In this context, emphasis will be placed on strengthening partnerships and creating synergies to better mobilize resources, considering new financing mechanisms for ecosystem restoration efforts and making strategic use of climate finance and public-private partnerships.

AMCEN will also serve as a platform to consolidate positions to be adopted at the 16th Conference of the United Nations Convention to Combat Desertification and the fifth session of the Intergovernmental Negotiating Committee working towards a binding instrument against plastic pollution.

This conference of environment ministers is taking place in two phases. Before ministers begin arriving from across Africa for discussions on September 5-6, a meeting of experts was held on September 3-4.

The expert meeting reviewed progress towards what is known as “land degradation neutrality”: avoiding further land degradation, adopting sustainable management techniques to reduce existing degradation, and scaling up efforts to restore the health of degraded lands. There was also a focus on building resilience to drought, which has hit several regions of the continent hard, including the Horn of Africa and the Sahel.

Building irrigation systems in places like Isiolo County in Kenya is part of efforts to build local resilience to changing climate conditions. Image by EU/ECHO/Martin Karimi via Flickr (CC BY-ND 2.0).
Building irrigation systems in places like Isiolo County in Kenya is part of efforts to build local resilience to changing climate conditions. Image by EU/ECHO/Martin Karimi via Flickr (CC BY-ND 2.0).

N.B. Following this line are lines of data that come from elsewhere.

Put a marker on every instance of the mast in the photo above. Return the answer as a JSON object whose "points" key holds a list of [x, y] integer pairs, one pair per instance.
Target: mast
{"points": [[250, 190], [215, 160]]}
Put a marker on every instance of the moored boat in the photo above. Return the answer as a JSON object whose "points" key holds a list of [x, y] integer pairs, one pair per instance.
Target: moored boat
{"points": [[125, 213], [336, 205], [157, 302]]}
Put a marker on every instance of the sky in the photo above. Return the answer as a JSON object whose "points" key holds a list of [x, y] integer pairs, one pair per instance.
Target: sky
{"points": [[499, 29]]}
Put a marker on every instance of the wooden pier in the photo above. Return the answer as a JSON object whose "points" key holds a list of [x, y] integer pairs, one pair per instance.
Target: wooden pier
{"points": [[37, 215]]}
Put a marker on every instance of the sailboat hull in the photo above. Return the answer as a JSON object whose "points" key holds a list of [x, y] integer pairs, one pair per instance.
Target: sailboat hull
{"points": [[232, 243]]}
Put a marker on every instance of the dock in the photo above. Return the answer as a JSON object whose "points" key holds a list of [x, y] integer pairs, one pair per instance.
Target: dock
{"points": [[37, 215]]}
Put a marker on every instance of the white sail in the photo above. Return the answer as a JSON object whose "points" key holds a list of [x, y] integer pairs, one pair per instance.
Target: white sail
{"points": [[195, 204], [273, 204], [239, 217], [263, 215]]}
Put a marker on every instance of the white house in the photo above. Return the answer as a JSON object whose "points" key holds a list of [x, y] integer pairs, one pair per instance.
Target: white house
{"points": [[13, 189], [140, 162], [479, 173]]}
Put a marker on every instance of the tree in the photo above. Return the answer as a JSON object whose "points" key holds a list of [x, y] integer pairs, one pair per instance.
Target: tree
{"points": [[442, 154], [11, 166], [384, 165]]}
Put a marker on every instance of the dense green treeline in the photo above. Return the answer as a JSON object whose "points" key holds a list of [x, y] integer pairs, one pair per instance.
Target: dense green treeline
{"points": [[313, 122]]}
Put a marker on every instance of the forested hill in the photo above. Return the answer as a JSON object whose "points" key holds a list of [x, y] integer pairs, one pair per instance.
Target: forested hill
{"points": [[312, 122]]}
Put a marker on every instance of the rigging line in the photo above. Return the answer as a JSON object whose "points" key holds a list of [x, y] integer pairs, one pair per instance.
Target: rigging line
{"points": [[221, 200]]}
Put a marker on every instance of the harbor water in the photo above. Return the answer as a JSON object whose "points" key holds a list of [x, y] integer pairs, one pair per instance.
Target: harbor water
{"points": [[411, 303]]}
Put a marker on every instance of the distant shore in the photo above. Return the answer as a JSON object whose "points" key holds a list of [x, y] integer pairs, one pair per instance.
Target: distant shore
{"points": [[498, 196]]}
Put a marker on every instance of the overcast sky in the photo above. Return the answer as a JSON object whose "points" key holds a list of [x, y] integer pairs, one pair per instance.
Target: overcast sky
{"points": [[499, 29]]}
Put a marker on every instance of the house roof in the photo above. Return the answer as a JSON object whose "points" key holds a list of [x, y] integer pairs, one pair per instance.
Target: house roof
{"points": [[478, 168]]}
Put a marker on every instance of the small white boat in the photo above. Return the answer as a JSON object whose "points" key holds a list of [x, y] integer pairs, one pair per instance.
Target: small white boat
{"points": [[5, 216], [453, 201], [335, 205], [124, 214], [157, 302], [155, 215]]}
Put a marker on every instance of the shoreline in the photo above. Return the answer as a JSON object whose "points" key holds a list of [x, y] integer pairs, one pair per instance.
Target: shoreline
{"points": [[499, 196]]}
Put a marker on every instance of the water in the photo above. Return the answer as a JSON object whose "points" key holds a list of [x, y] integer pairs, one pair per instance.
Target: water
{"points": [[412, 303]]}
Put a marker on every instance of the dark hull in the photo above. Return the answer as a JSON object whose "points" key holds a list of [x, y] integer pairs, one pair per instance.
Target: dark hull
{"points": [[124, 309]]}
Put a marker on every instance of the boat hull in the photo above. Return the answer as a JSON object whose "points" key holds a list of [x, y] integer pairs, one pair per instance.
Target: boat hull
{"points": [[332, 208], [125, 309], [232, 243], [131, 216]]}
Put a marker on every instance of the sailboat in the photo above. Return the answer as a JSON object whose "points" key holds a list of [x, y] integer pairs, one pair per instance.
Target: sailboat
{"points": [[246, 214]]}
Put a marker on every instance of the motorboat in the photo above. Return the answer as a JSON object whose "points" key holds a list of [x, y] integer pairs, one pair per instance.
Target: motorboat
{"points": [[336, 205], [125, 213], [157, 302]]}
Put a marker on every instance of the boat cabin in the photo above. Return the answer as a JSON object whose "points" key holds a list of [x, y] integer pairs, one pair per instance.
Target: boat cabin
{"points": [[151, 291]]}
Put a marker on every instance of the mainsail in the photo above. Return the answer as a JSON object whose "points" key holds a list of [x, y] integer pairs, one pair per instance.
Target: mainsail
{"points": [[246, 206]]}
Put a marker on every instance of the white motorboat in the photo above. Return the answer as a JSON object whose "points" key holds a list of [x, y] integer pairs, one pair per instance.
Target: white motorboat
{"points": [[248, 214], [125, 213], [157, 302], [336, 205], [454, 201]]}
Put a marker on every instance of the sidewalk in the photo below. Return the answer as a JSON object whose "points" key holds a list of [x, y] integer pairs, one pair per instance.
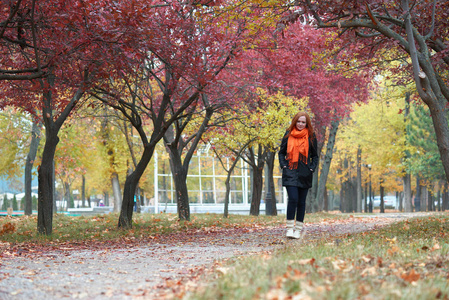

Closer collaboration with non-state actors

A notable aspect of this session is the participation of non-state actors. Ahead of the experts’ meeting, a regional consultative meeting (RCM) of civil society, non-governmental organizations and other stakeholders took place on 1-2 September, creating space for these groups to contribute to the discussions and formulate recommendations that will be taken into account in subsequent ministerial deliberations.

Rose Mwebaza, Regional Director for Africa at the UN Environment Programme, stressed the urgency of the situation: “We see increasing drought and desertification in many parts of Africa. We need to work with governments to find solutions to these problems. Similarly, without non-governmental organizations and civil society, we will struggle to make a difference.”

Highlighting the importance of this collaboration, Parfait Kouadio, Chief of Staff of the Ministry of Environment and Sustainable Development of Côte d’Ivoire, opened the RCM by stating that “to address climate change, we need coordinated action by governments and national stakeholders.” [civil society and NGOs] able to play an important role both in intellectual reflection and in the implementation of projects.”

Civil society members discuss during the 10th AMCEN regional consultative meeting on September 2, 2024. Image by Thomas-Diego Badia for Mongabay.
Civil society members discuss during the 10th AMCEN regional consultative meeting on September 2, 2024. Image by Thomas-Diego Badia for Mongabay.

In an interview with Mongabay on the sidelines of the meeting, Stella Tchoukep, head of forest campaigns for Greenpeace Africa, stressed the importance of ensuring the rights of indigenous peoples and local communities as a prerequisite to combating land degradation and climate change.

“For these communities to become more involved in the fight against these scourges, they need to have secure land rights,” she said. “We need sustainable land policies to combat climate change and land degradation.”

Tchoukep highlighted the challenges faced by many communities in the Congo Basin, where economic and social development based on the exploitation of natural resources often conflicts with indigenous rights. She cited the example of oil exploration permits in and around the Conkouati-Douli National Park in the Republic of Congo, where the oil blocks overlap a protected area where many people live.

“We need to find ways to reconcile the need for development, the protection of community land rights and the protection of the environment,” she said. “Failure to secure community land rights would expose them to conflict.”

As the high-level segment of the meeting approaches, all eyes will be on Abidjan. The decisions taken at this conference of African environment ministers could mark a turning point in how the continent addresses its environmental challenges, by promoting a comprehensive and ambitious approach. The future of Africa’s environment, and by extension that of the planet, will rest largely on the ability of African leaders to translate the commitments made here in Abidjan into concrete actions on the ground.